Hacker News new | ask | show | jobs
by tobrien6 1727 days ago
Amazon's Opensearch (fork of Elasticsearch) natively supports vector-based approximate KNN (using https://github.com/nmslib/nmslib/) which is integrated with Opensearch's native filtering functionality. Elasticsearch also has similar functionality, but I don't know if their KNN code scales quite as well.
1 comments

Opensearch only supports "pre-filtering" or "post-filtering," which leads to either high latency or incomplete results, as explained in the article.

This is why single-stage filtering was the most-requested feature for us.

From the Opensearch docs:

> You should not use approximate k-NN if you want to apply a filter on the index before the k-NN search, which greatly reduces the number of vectors to be searched.

> Because the graphs are constructed during indexing, it is not possible to apply a filter on an index and then use this search method. All filters are applied on the results produced by the approximate nearest neighbor search.

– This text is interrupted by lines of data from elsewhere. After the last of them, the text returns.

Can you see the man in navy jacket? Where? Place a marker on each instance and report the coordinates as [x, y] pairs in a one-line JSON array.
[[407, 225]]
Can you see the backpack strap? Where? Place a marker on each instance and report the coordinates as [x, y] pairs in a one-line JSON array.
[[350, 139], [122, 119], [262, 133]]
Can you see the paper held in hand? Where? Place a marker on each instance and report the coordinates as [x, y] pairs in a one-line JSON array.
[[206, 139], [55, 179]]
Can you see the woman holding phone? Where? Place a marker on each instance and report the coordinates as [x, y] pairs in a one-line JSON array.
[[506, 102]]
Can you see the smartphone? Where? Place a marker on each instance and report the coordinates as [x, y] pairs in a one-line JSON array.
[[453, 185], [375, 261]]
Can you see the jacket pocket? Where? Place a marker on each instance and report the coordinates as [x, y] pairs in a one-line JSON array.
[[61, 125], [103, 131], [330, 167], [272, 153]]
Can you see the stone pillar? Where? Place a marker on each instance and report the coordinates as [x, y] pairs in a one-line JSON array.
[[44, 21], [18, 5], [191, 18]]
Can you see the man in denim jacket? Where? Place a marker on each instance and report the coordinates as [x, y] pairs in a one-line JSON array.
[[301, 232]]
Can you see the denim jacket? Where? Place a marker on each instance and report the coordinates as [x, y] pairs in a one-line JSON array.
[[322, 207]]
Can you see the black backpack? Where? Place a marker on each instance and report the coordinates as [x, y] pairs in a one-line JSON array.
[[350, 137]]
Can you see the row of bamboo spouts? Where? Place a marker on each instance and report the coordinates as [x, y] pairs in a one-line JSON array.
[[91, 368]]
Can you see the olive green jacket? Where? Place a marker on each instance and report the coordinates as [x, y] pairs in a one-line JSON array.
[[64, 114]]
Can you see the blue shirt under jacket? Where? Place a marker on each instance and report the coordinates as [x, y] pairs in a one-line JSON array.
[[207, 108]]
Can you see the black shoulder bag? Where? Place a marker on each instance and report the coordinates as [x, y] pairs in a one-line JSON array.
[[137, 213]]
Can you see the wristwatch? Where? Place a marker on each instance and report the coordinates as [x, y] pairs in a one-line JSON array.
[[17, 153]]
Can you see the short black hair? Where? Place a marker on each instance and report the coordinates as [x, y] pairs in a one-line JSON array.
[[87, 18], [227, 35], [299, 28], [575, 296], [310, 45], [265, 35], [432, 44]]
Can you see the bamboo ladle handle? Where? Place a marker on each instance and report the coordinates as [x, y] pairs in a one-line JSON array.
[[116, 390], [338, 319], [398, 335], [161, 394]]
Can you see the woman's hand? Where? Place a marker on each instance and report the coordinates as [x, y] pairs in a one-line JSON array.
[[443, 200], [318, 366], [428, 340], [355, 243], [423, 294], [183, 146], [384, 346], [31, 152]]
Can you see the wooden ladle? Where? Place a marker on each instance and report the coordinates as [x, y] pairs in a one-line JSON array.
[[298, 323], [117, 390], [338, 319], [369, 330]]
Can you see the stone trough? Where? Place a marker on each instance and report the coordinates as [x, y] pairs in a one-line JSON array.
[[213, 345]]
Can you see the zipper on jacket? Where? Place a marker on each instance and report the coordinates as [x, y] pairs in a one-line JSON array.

> If you use the knn query alongside filters or other clauses (e.g. bool, must, match), you might receive fewer than k results.

(https://opensearch.org/docs/search-plugins/knn/approximate-k...)

I know Elasticsearch is working on introducing vector search but it is not yet available. I don't know how they will support filtering.

The approximate kNN is quite nice for many use cases, and scales to billions of documents. However, you're correct that filtering happens on the results. This is only an issue in certain use cases where filtering is very narrow, as you can often just request much higher k than the number of results you really need without much slowdown.

If the filtering is very narrow, as you commented they also provide functionality to perform pre-filtering and then exact kNN on the results. This is of course higher latency, but still quite acceptable for many use cases (this is how I use it).

I believe there are use cases that Pinecone addresses better than Opensearch, but I want to let people know that there is a free, open-source solution which _may_ also work for their use case.

Elasticsearch does currently support vector search through script score using dense vector fields, however I suspect they are still working on improving it and I prefer the Opensearch implementation for the time being https://www.elastic.co/guide/en/elasticsearch/reference/curr...